Higher costs for used cars, more expensive parts and longer repair times have hit profits at Direct Line, the UK’s second-largest motor insurer.

The group’s shares were among the poorest performers yesterday in London following a trading update in which it warned that overall claims costs are rising at about 10 per cent. Direct Line has started increasing prices for motor insurance in a bid to restore profit margins, but analysts at Jeffries cast doubt on how effective that might prove.

Direct Line, which also owns the Churchill and Green Flag brands, is the second UK motor insurer to warn on profits in the space of a week after Sabre Insurance Group said its claims inflation is running at about 12% versus roughly 8% in 2021. The entire sector is struggling with higher claims costs, with shares in market leader Admiral down nearly 8% yesterday on the back of the news from Direct Line.

"Following Sabre's profit warning, it is clear that claims inflation is accelerating at a pace that UK motor insurers cannot keep up with,” Jeffries said in a note to investors yesterday. “Even with prices rising, we expect margins to deteriorate significantly.”

Direct Line said its combined operating ratio – a measure of costs as a proportion of premiums charged – will be between 96% and 98% this year. The closer that figure is to 100%, the less profitable the business.

READ MORE: New car shortages set to continue in 2022

In May, Direct Line said it expected to be between 93% and 95% this year, compared to 90.1% last year.

“We have already taken actions including increasing prices and deploying new pricing capability to restore margins, which mean we expect our 2023 combined operating ratio will improve to around 95% and we reiterate our medium-term target range of 93% to 95%,” chief executive Penny James said.

Motor insurers performed well during the early part of the pandemic as lockdowns led to fewer cars on the roads and fewer claims. As a result, insurance premiums fell during the year to last autumn.

However, global shortages of semiconductors and other materials have cut availability of new cars and driven up second-hand prices. According to Auto Trader, the average price of a used car in May was £3,400 more than it was a year earlier.

Direct Line said it was “confident” on maintaining its regular dividend payments but will now hold back on a second £50 million share buyback announced earlier this year.

READ MORE: Calnex weathers semiconductor storms to generate record profits

“The group is confident in the sustainability of its regular dividends and is continuing to take action to both improve returns and further increase resilience given macro-economic uncertainty, including reducing credit exposure and, as previously disclosed, is considering the use of strategic reinsurance,” Direct Line said.

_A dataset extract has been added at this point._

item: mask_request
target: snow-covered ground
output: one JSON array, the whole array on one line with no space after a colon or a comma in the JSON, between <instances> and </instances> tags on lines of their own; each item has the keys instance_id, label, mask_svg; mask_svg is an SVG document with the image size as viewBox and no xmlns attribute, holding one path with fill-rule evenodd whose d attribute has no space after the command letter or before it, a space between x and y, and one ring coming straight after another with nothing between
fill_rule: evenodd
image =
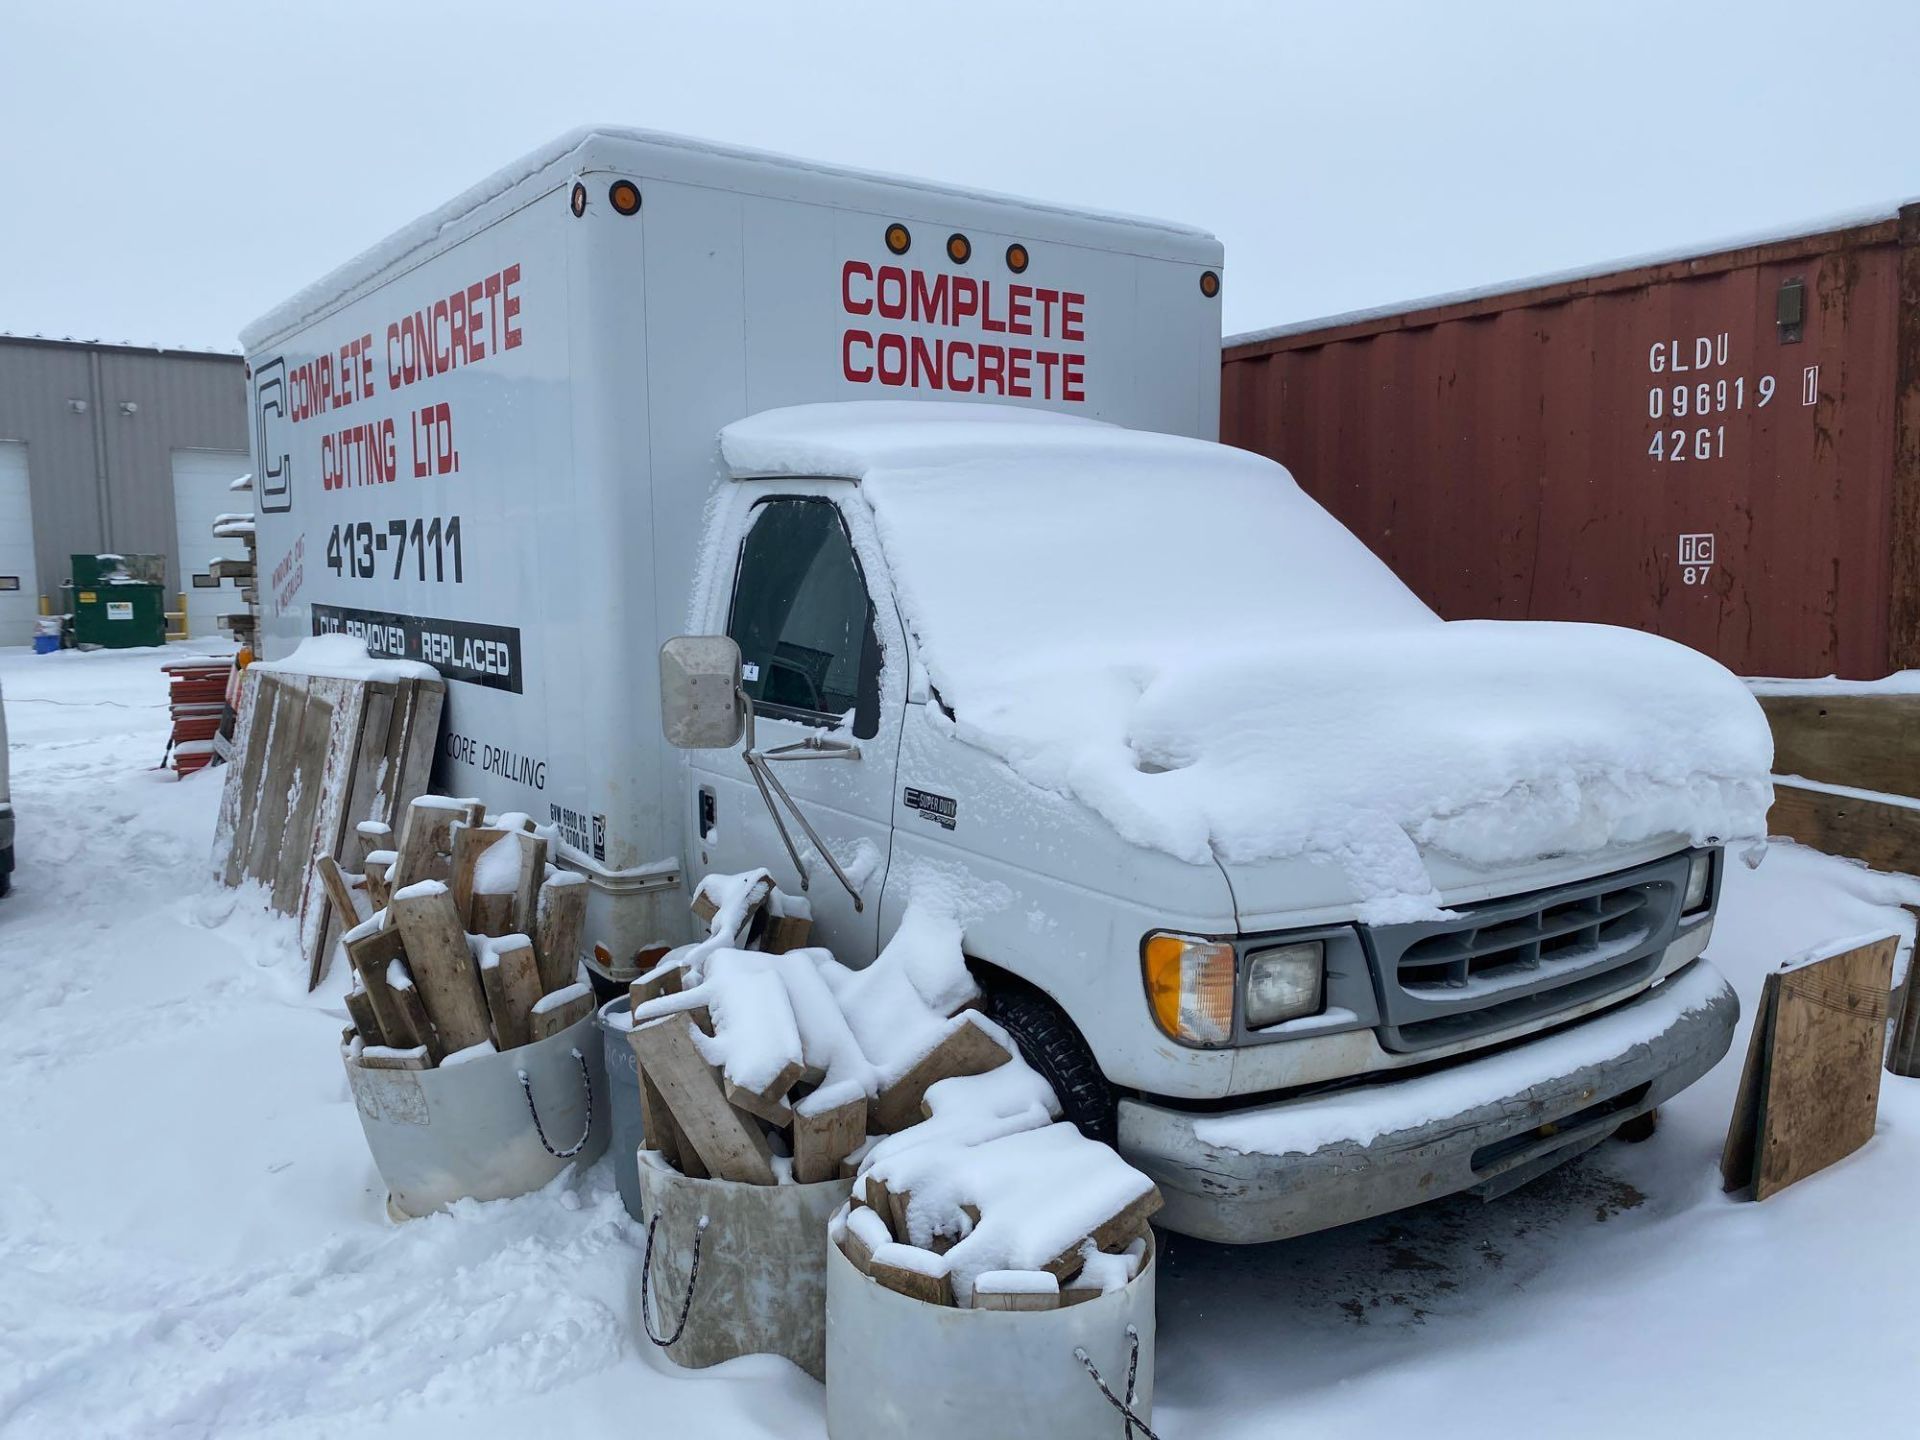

“In the light of the current market environment, the board has decided not to launch the second £50m tranche of the £100 million share buyback programme announced earlier in the year.”

Direct Line said its other business units – which span home, travel, pet, and life insurance along with the Green Flag roadside recovery service – were performing largely in line with expectations “demonstrating the benefit of the group’s diversified business model”.

The group posted an 11% increase in operating profits for 2021, though pre-tax profits dipped by £5.4m to £446m after accounting for restructuring costs. Shares in Direct Line closed yesterday’s trading down 22.75p at 193.65p.